青木U平先生の『オトナ給食~青木U平短編集~』では、懐かしい給食をテーマにちょっぴり不思議なハートフルストーリーを描きます。
懐かしい味と共に呼び覚まされるもの
現状に不安や悩みを抱える大人たちだけが辿り着ける、ちょっと不思議なお店「めしや給食」。
三角巾と割烹着がトレードマークの店主・稗田(ひえた)ミルクから差し出された冷たい瓶牛乳を飲むと、小学生の頃の自分にトリップします。
目の前に広がるのは、懐かしい教室やクラスメイトや学校の先生。そしてあの日の記憶を呼び覚ます「給食」。
「めしや給食」に訪れた大人たちは、忙しい日々を過ごすうちに忘れてしまっていた大切なことを「給食」を通して取り戻していきます。
あなたの思い出の給食は?
格別に美味しい...!という訳ではなかったのに、何故か毎日楽しみだった給食の時間。
作中には、そんな給食の時間によく食べたであろう6つの献立が登場します。
王道のメニューから時には箸が進まなかったあのちょっと不思議なおかずまで...。懐かしい献立と共に、子どもの頃にトリップする6人の大人たちのエピソードを堪能ください。
🍴ソフト麺
憧れの学校教師になったものの、厳しい現実にくじけそうになった男に出された思い出の給食。
パスタでもうどんでもないこのパスタ麺を食べた時に蘇ったのは、かつての恩師の姿でした。
また、人によって分かれるパスタ麺の食べ方に思わず共感してしまう方も多いのでは?
🍴酢豚
給食では、時に子どもにとっては理解しがたいおかずが出てくることもありましたよね。
特に酢豚は、大人になった今では美味しく感じるけれど、当時はおかずにフルーツが入っている...と衝撃を受けて思わず残してしまった方も多いのではないでしょうか。
ひょんなことから「めしや給食」に訪れた女性が、苦手な給食だった酢豚を前にした時何を思い出すのでしょうか?
🍴シチュー
給食といえば、給食当番の存在を忘れてはいけません。
子どもたちが給食を教室まで運びクラス全員に配膳する、という大人になった今では考えられない作業です。シチューなどの汁物が重くて、運ぶ途中に給食をこぼしてしまう子どももいたはずです。

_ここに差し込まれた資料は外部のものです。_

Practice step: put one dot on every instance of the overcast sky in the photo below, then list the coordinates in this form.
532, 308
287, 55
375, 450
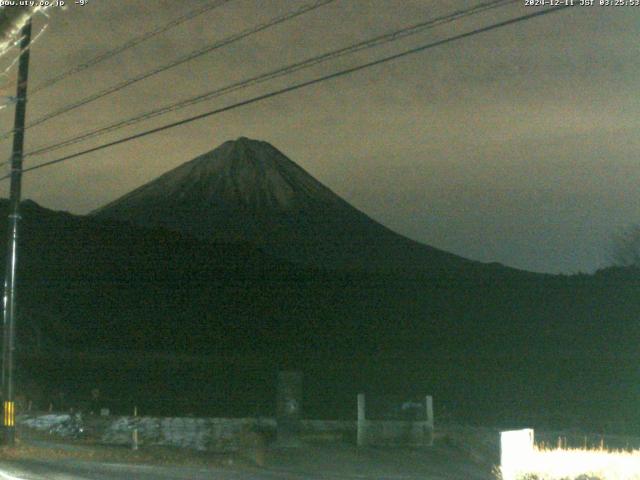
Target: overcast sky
518, 145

そんな苦い記憶から心に呼び戻ったのは、暖かいシチューの味と人との関わり方でした。
その他に、優しい味付けとレーズンが印象的な「フレンチサラダ」や人気のおかず「クジラの竜田揚げ」、そして献立に登場するととっても嬉しかった「フルーツポンチ」などが登場します。
原点にして頂点のグルメ、給食
好きな献立が出る日は学校に行くのが楽しみだったり、じゃんけんで余りものを奪い合ったり...。
給食は、私たちが「食」に対して強い意識を持つきっかけとなるような出来事だったのではないでしょうか。
大人になった今、当時の給食を食べても感動することはないけれど、何物にも変え難い思い出が心の奥底で蘇るはずです。
まさに原点にして、私たちの心を揺さぶる頂点のグルメ。
ぜひ、6人の登場人物たちと一緒に思い出の給食をマンガで味わってみてください。